VOU COMER A CANTORA - 1


        Quando ele chegou na Roça dos Pereira para mais umas férias, era só no que falavam, a seresta na casa de seu Francelino Alves, o seu Lino. Mas a coisa ia além, até no Pajeú, sem falar nos Lajedos e na Lagoa de São Francisco, se ouviam os comentários. Pajeú ficava depois da Roça de Baixo. Pois é, a Roça dos Pereira era dividida em Roça de Baixo e Roça de Cima, sem ninguém saber o porque da divisão, já que as duas não tinham diferença nenhuma. A não ser que na Roça de Baixo ficavam os garimpos de opala, uma pedra preciosa que mudava de cor, e por quem os homens se matavam. Mas a Roça de Baixo já existia muito antes desses garimpos.
         A verdade é que todos os moradores da Roça dos Pereira pareciam super ansiosos pelo dia da seresta. Vai se ver era porque os dias naquela terra pareciam não ter fim. Agora ele não via a menor graça naquilo tudo, afinal de contas estava apenas passando férias. Mas pensava na chatice que seria. Um sujeito berrando no teclado, que devia ser um aparelho ultrapassado e, no máximo, um arranhador de guitarra a seu lado e uma mocinha querendo imitar alguma cantora de banda de forró dessas que infestam o país. Realmente devia ser um porre.
          Foi o primo Aliomar, chamado por todos de Zaca, que ele não sabia por que, que o alertou:
        - A seresta vai ser com o grupo do Cardosinho, primo. Lá do Sossego, o caba é bom!

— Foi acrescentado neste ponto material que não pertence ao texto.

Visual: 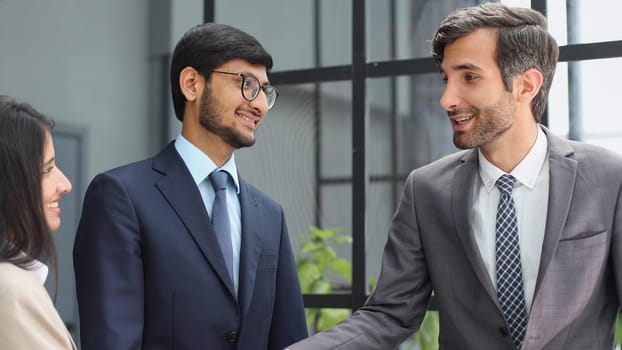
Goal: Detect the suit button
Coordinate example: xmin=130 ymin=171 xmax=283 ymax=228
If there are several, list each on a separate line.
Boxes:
xmin=226 ymin=331 xmax=239 ymax=343
xmin=498 ymin=326 xmax=509 ymax=337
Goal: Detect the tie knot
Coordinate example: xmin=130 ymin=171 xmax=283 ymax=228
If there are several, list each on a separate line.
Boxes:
xmin=209 ymin=170 xmax=229 ymax=191
xmin=495 ymin=174 xmax=516 ymax=195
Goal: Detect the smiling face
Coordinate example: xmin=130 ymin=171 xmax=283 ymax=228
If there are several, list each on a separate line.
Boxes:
xmin=41 ymin=133 xmax=72 ymax=232
xmin=198 ymin=58 xmax=271 ymax=150
xmin=439 ymin=28 xmax=518 ymax=150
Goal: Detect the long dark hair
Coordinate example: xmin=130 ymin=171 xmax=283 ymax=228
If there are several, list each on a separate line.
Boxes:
xmin=0 ymin=96 xmax=58 ymax=283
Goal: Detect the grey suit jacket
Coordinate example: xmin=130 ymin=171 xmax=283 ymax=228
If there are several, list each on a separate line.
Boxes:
xmin=289 ymin=126 xmax=622 ymax=350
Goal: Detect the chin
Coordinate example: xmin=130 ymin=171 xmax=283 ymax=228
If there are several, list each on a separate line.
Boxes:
xmin=47 ymin=220 xmax=61 ymax=232
xmin=230 ymin=136 xmax=256 ymax=149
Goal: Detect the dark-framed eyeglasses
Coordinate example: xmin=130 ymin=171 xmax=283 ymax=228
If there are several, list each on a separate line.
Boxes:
xmin=211 ymin=70 xmax=279 ymax=110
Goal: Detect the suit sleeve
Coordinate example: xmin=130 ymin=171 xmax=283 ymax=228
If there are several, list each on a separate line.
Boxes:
xmin=267 ymin=209 xmax=309 ymax=349
xmin=73 ymin=173 xmax=144 ymax=350
xmin=288 ymin=171 xmax=432 ymax=350
xmin=0 ymin=273 xmax=75 ymax=349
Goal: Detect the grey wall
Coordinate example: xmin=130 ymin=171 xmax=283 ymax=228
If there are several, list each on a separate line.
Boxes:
xmin=0 ymin=0 xmax=201 ymax=345
xmin=0 ymin=0 xmax=155 ymax=180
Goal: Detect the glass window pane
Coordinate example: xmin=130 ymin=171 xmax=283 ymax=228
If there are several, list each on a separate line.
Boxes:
xmin=216 ymin=0 xmax=352 ymax=70
xmin=547 ymin=0 xmax=622 ymax=45
xmin=321 ymin=82 xmax=352 ymax=178
xmin=367 ymin=73 xmax=452 ymax=291
xmin=367 ymin=0 xmax=490 ymax=62
xmin=304 ymin=308 xmax=352 ymax=335
xmin=366 ymin=181 xmax=394 ymax=291
xmin=320 ymin=183 xmax=352 ymax=289
xmin=545 ymin=0 xmax=569 ymax=46
xmin=577 ymin=58 xmax=622 ymax=155
xmin=320 ymin=184 xmax=352 ymax=241
xmin=549 ymin=58 xmax=622 ymax=155
xmin=547 ymin=62 xmax=570 ymax=136
xmin=236 ymin=84 xmax=317 ymax=254
xmin=367 ymin=74 xmax=454 ymax=176
xmin=379 ymin=74 xmax=455 ymax=174
xmin=215 ymin=1 xmax=316 ymax=71
xmin=366 ymin=0 xmax=392 ymax=62
xmin=576 ymin=0 xmax=622 ymax=44
xmin=319 ymin=0 xmax=352 ymax=66
xmin=367 ymin=77 xmax=394 ymax=176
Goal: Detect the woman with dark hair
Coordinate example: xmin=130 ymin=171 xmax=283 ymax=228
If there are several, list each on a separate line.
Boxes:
xmin=0 ymin=96 xmax=75 ymax=349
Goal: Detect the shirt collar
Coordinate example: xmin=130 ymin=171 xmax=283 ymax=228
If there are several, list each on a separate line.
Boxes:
xmin=174 ymin=134 xmax=240 ymax=193
xmin=30 ymin=259 xmax=49 ymax=285
xmin=17 ymin=251 xmax=48 ymax=285
xmin=478 ymin=125 xmax=548 ymax=191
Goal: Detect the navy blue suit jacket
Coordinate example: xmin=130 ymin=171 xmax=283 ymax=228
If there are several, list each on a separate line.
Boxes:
xmin=74 ymin=142 xmax=308 ymax=349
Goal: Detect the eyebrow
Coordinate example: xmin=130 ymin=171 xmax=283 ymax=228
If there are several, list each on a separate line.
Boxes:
xmin=42 ymin=157 xmax=55 ymax=167
xmin=241 ymin=71 xmax=271 ymax=86
xmin=448 ymin=63 xmax=483 ymax=72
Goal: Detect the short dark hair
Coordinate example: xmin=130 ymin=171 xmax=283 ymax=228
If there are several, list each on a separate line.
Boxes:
xmin=0 ymin=96 xmax=58 ymax=276
xmin=170 ymin=23 xmax=274 ymax=121
xmin=431 ymin=3 xmax=559 ymax=122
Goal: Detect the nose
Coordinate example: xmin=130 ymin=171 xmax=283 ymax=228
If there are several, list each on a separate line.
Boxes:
xmin=57 ymin=168 xmax=73 ymax=194
xmin=439 ymin=81 xmax=460 ymax=112
xmin=248 ymin=90 xmax=269 ymax=115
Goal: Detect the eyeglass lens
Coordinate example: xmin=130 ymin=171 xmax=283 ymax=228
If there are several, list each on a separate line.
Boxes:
xmin=241 ymin=75 xmax=277 ymax=109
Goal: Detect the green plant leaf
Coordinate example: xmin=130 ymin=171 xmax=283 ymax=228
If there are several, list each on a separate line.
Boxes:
xmin=316 ymin=309 xmax=350 ymax=331
xmin=413 ymin=311 xmax=439 ymax=350
xmin=332 ymin=236 xmax=352 ymax=244
xmin=299 ymin=232 xmax=315 ymax=241
xmin=331 ymin=258 xmax=352 ymax=283
xmin=301 ymin=241 xmax=323 ymax=253
xmin=615 ymin=314 xmax=622 ymax=345
xmin=304 ymin=309 xmax=320 ymax=334
xmin=311 ymin=279 xmax=332 ymax=294
xmin=312 ymin=248 xmax=337 ymax=271
xmin=311 ymin=226 xmax=340 ymax=240
xmin=368 ymin=276 xmax=377 ymax=293
xmin=296 ymin=226 xmax=357 ymax=334
xmin=297 ymin=260 xmax=321 ymax=293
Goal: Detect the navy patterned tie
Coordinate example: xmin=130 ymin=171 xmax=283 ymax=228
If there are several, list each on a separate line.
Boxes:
xmin=495 ymin=174 xmax=527 ymax=349
xmin=209 ymin=170 xmax=233 ymax=282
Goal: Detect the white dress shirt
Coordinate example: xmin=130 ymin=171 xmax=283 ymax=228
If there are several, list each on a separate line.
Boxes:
xmin=17 ymin=251 xmax=48 ymax=284
xmin=30 ymin=259 xmax=49 ymax=285
xmin=175 ymin=134 xmax=242 ymax=294
xmin=471 ymin=126 xmax=549 ymax=313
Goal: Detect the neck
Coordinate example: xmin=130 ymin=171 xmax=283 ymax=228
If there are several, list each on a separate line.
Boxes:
xmin=181 ymin=124 xmax=233 ymax=168
xmin=480 ymin=123 xmax=539 ymax=173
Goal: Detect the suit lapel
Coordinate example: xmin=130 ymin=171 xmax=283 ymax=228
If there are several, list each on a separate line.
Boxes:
xmin=452 ymin=150 xmax=499 ymax=303
xmin=237 ymin=179 xmax=263 ymax=317
xmin=152 ymin=143 xmax=236 ymax=297
xmin=533 ymin=128 xmax=577 ymax=296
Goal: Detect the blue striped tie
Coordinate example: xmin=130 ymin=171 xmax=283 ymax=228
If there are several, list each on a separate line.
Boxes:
xmin=495 ymin=174 xmax=527 ymax=349
xmin=209 ymin=170 xmax=233 ymax=282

        - É bom, é? Interrogou ele com désdem.
          Mas a palavra Sossego o fez pensar. Era no Sossego que tinham  as moças mais bonitas de toda a redondeza da Roça dos Pereira. Eram faladas não só pela sua beleza, mas também por um problema genetico, pois quase todas nasciam surdas. Então, como não ouviam apenas sorriam o tempo todo, mostrando toda sua candura. Uma beleza! Para namorar, então! Podia ser que com o Cardosinho viessem muitas moças do Sossego.
          E foi pelas moças do Sossego que ele resolveu ir a tal de seresta. Quem fico alegre por demais foi a Selminha, filha de dona Vicentinha. Mas essa não cotava por que ele estava acostumado a lamber seus peitos, meter o dedo em sua xereca e gozar por trás, para não ter problema de pegar barriga. Sim, ele iria para a seresta na casa de seu Lino, o velho Lino da Roça dos Pereira.

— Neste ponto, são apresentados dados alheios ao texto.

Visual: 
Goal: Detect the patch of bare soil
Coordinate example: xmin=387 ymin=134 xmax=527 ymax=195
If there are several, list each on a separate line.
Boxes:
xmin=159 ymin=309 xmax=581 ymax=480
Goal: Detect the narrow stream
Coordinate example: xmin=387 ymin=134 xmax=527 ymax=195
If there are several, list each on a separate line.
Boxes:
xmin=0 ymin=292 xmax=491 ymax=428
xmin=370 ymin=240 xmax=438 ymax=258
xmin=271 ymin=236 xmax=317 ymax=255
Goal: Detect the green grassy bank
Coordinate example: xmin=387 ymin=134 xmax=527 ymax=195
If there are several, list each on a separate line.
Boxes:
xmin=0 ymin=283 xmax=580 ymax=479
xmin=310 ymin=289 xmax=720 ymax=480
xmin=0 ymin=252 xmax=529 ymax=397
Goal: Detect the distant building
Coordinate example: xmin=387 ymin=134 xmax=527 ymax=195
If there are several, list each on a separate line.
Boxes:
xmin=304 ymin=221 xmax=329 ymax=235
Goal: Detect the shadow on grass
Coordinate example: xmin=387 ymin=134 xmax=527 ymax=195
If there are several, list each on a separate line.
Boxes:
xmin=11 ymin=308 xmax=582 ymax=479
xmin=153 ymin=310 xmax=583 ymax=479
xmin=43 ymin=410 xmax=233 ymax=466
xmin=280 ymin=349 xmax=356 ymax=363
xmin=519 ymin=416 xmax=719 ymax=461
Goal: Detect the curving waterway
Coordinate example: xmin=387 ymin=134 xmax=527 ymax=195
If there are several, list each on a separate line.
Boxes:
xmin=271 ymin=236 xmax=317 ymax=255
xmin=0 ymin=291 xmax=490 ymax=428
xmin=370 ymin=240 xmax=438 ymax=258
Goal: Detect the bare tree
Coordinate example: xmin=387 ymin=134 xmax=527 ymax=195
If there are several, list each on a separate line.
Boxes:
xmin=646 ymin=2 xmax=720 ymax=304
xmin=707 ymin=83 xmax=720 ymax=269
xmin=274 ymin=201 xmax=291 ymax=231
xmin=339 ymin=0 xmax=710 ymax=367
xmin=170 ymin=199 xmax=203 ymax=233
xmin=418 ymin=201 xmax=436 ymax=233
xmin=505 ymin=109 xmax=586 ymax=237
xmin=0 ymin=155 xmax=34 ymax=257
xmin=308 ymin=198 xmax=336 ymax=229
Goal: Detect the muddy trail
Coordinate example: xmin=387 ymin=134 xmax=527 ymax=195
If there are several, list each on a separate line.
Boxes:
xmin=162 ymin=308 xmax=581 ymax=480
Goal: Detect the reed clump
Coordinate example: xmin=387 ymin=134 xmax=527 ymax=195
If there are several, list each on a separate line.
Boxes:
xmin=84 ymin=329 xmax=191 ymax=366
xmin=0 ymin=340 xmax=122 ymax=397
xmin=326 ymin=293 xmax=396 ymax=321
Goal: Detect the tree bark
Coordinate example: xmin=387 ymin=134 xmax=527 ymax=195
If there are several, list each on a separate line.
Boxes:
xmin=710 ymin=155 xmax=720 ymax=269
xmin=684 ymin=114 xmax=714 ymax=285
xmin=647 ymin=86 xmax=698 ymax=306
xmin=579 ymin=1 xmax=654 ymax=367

          A casa de seu Lino ficava na Roça de Cima, uma das casas grandes do lugar com energia eletrica. O terreiro era grande que proporcionava os rapazes jogar bola nas tardes de domingo. A seresta era para comemorar o final das farinhadas daquele ano, que tinha sido realizada por quase um mês. Uma fartura imensa!
          Quando chegou lá sentiu um clima de baixo astral. Nem as barraquinhas de vendas que se espalhavam pela frente da casa, onde se podia beber pingados e tomar café com bolo de goma, o animaram. Ele e Zaca se juntaram a outros rapazes, primos e amigos. Entrou no salão de dança mas não teve coragem de ir até o grupo que tocava, pois sentiu exatamente o que tinha pensado. A música parecia vir de debaixo da terra, com um som abafado e incompreensivo. Saiu rápido para o terreiro, respirar ar puro e tirar o cheiro de patchulli das narinas. Selminha imediatamente o agarrou pelo braço e segurou sua mão. Cadê as moças do Sossegou, pensou. O jeito foi ficar com a prima, matando o tempo.

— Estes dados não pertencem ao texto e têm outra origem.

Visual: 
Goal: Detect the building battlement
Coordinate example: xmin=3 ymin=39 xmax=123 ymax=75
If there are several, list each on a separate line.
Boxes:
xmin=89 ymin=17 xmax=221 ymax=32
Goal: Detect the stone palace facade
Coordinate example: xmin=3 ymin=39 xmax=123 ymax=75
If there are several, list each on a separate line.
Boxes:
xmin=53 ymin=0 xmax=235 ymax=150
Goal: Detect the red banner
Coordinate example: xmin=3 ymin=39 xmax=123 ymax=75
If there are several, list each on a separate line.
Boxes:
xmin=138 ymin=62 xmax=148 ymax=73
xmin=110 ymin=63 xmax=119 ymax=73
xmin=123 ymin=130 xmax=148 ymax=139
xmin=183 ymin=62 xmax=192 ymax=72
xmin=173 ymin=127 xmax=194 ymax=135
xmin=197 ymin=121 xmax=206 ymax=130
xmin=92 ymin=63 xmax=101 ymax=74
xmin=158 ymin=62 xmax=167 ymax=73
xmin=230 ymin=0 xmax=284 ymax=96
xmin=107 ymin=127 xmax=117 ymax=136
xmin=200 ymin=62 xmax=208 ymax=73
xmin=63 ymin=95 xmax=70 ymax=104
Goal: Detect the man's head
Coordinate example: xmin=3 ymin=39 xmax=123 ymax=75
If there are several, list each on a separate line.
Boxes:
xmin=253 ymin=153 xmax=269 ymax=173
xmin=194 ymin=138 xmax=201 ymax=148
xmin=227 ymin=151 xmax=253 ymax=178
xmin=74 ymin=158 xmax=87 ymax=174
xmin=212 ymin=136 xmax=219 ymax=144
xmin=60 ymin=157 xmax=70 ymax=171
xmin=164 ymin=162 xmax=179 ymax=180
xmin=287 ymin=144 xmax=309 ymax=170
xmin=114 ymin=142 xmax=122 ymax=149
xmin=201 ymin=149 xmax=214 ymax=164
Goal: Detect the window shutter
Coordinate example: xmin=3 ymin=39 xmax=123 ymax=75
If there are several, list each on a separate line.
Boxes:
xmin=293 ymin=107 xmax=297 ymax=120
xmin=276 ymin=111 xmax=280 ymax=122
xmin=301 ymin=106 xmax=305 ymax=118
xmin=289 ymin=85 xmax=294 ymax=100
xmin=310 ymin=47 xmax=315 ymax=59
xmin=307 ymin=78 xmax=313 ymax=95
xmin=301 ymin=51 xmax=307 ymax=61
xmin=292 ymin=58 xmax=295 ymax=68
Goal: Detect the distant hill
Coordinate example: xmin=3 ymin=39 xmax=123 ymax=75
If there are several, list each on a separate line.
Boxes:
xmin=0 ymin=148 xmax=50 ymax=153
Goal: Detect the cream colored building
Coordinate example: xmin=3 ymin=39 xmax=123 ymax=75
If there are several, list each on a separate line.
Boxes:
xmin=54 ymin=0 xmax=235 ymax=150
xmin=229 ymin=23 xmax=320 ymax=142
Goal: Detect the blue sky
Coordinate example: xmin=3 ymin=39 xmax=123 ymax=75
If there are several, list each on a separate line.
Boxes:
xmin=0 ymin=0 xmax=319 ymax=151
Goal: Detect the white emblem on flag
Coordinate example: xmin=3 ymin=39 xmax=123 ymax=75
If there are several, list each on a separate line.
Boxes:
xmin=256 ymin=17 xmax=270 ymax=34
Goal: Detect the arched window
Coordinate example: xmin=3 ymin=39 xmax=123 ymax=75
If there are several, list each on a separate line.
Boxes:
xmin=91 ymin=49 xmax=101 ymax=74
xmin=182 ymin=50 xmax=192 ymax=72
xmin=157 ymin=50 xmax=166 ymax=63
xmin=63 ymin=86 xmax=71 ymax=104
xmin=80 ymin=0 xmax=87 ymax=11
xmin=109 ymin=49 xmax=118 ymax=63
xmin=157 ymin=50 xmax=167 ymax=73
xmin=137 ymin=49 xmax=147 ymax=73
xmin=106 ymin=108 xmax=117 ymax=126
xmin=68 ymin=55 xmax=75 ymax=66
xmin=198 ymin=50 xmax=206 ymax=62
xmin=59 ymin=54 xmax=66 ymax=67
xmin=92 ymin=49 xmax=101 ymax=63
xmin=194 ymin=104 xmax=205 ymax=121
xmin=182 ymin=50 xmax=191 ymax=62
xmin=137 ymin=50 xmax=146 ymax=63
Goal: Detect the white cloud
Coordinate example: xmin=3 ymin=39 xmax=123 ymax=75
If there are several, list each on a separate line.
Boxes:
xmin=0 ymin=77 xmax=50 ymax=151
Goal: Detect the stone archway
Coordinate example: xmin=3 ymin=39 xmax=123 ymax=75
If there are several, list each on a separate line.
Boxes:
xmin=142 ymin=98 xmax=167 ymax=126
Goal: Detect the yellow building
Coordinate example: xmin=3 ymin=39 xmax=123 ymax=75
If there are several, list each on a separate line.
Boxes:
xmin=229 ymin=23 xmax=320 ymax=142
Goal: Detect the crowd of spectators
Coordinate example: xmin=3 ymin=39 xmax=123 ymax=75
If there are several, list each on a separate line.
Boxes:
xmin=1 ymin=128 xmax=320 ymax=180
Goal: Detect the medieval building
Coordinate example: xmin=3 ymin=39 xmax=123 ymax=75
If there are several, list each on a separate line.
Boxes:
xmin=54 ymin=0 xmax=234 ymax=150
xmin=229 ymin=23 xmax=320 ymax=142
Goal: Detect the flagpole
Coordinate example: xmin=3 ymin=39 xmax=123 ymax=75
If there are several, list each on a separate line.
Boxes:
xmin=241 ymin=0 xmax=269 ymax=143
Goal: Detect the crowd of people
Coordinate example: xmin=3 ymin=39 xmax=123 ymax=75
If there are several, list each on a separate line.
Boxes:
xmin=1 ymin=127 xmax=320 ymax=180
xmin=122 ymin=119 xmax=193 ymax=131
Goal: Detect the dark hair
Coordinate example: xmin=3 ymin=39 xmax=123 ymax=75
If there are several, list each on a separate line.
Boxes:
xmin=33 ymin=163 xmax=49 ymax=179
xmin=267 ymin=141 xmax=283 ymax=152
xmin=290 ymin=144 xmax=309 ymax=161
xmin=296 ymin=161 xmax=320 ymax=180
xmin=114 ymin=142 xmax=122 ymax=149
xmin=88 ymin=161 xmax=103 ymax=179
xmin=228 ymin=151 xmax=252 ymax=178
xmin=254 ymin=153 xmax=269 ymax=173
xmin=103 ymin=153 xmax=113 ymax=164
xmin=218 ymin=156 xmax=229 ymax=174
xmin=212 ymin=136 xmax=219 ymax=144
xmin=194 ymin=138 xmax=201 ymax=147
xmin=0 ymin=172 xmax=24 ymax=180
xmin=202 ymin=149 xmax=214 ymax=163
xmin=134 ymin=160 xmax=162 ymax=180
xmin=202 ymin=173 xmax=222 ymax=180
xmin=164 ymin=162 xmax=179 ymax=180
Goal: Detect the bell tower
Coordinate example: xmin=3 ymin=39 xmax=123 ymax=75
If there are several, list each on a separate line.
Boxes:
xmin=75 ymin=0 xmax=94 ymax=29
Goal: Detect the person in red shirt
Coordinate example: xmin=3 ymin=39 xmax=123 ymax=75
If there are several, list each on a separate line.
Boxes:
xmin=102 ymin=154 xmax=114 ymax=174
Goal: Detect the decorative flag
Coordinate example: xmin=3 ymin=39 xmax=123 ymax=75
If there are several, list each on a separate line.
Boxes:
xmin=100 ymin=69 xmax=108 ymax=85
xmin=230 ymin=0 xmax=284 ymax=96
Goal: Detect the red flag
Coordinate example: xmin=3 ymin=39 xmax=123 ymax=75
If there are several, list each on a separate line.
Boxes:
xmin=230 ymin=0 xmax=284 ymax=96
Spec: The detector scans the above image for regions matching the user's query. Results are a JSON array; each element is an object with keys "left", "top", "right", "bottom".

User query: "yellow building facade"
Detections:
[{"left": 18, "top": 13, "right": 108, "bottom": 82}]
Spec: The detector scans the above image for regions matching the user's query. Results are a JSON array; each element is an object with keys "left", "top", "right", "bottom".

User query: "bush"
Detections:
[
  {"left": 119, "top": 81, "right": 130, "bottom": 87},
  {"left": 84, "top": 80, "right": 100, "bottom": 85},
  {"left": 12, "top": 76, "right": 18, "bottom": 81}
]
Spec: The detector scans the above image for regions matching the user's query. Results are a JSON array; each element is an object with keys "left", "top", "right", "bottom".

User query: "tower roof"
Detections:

         - Vamos dançar, vamos primo! Falava Selminha toda assanhada.
         - Calma, Selminha!...
           A moça só o largou quando viu sua total falta de entusiasmo para dançar. Então, ele saiu pelo ambiente curiando. Continuava a não ver nada que o animasse. O baixo astral da chegada continuava invadindo sua cabeça. Devia ter ficado em casa deitado na rede do alpendre contando estrelas.
         - Primo, vamos tomar um trago! Era o Zaca.
         - É, vamos - Disse laconicamente.